Anne Zander

Personal website

Dr. Anne Zander is an Assistant Professor in the Stochastic Operations Research group at the Department of Applied Mathematics at the University of Twente and a member of CHOIR (Center for Healthcare Operations Improvement & Research). Her research focuses on Sequential Decision-Making, applying methods such as Stochastic Programming and Reinforcement Learning to healthcare logistics challenges. She is involved in several national (ZonMw) and international (European Horizon, Interreg) research projects related to capacity allocation and patient steering, e.g., in a cross-border context or during infectious outbreaks. In addition, she co-initiated a Strategic Research Initiative within 4TU. AMI (joint initiative of the mathematics departments of the four technical universities in the Netherlands) to set up a Dutch mathematical community for Sequential Decision-Making. In 2021, Dr. Zander earned her PhD from the Karlsruhe Institute of Technology, Germany, where she also completed her studies in Mathematics.

Lecture 1 Lecture 2

Stella Kapodistria

Personal website

Stella Kapodistria is Associate Professor at Eindhoven University of Technology (TU/e) leading the Data-Driven Stochastic Operations Research group. She specializes in the design of algorithms for large-scale, data-driven systems, with a focus on reinforcement learning and Markov Decision Processes. Her research spans both fundamental and applied domains, aiming to improve system and network performance through real-time decision-making. She has collaborated closely with industrial partners (ASML, NS, Philips, Fokker, etc), which has shaped her vision for impactful and application-oriented research. Through her interdisciplinary, collaborative approach, Stella connects academic innovation with societal and industrial relevance.

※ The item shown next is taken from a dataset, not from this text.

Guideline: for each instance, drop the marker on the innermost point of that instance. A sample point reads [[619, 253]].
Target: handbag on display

Stella has a strong record in interdisciplinary collaboration and research leadership. She is the scientific director of the Applied Mathematics Institute of 4TU and she was instrumental in establishing the 4TU Resilience Engineering center. She has co-led major national research consortia (NWA-ORC, NWO Big Data, TKI WoZ, etc). Her academic contributions are further reflected in her service to the community through editorial roles (e.g., MCAP, PEIS, ANOR) and technical program committees of flagship conferences such as Sigmetrics and Performance.

Mentorship is a central element of Stella’s academic life. She has supervised numerous students across all levels, with her PhD mentees receiving prestigious awards such as the Willem R. van Zwet Award and the Beta PhD Award (C. Drent 2022) and the World Class Maintenance MSc thesis award (P. Verlijsdonk 2020; C. Suijkerbuijk 2017).

Lecture 1 Lecture 2

Fenghui Yu

Personal website

Fenghui Yu is an Assistant Professor in Stochastic and Mathematical Finance at TU Delft, where she has been since 2022. Prior to that, she was a postdoctoral researcher at RiskLab and the Department of Mathematics at ETH Zürich. She obtained her PhD in Financial Mathematics from the University of Hong Kong. Her research interests lie broadly in stochastic modeling, optimal control, and risk management, with applications in finance. Specific areas of recent interest include algorithmic trading, market microstructure, and data-driven approaches, such as reinforcement learning, for sequential decision-making in financial systems.

Lecture 1 Lecture 2

Xiaodong Cheng

Personal website

I am an assistant professor at the Mathematical and Statistical Methods (Biometris), Wageningen University & Research (WUR). My main research interests cover various topics in control systems, optimization and machine learning. I obtained my Ph.D. degree with honors (cum laude) from the University of Groningen, the Netherlands, and before joining WUR, I was appointed as a research associate in the Department of Engineering at the University of Cambridge from 2020 to 2022 and a postdoctoral researcher in the Department of Electrical Engineering at the Eindhoven University of Technology from 2019 to 2020. I am the recipient of the Paper Prize Award from the IFAC Journal Automatica in the triennium 2017–2019 and the Outstanding Paper Award from IEEE Transactions on Control Systems Technology in 2020.

Lecture 1 Lecture 2

George van Voorn

Citations

My work involves the development and application of simulation models in the life sciences. My particular focus is on the interface between human actors as autonomous decision makers and their environment, mainly applied in the agri-food and ecological domains. This is relevant for multiple current societal challenges, such as the resilience of food systems against climate change or market fluctuations, or the ability to transform food systems. I work on different modelling methodologies, including agent-based modelling, dynamic equation modelling, and hybrid machine learning.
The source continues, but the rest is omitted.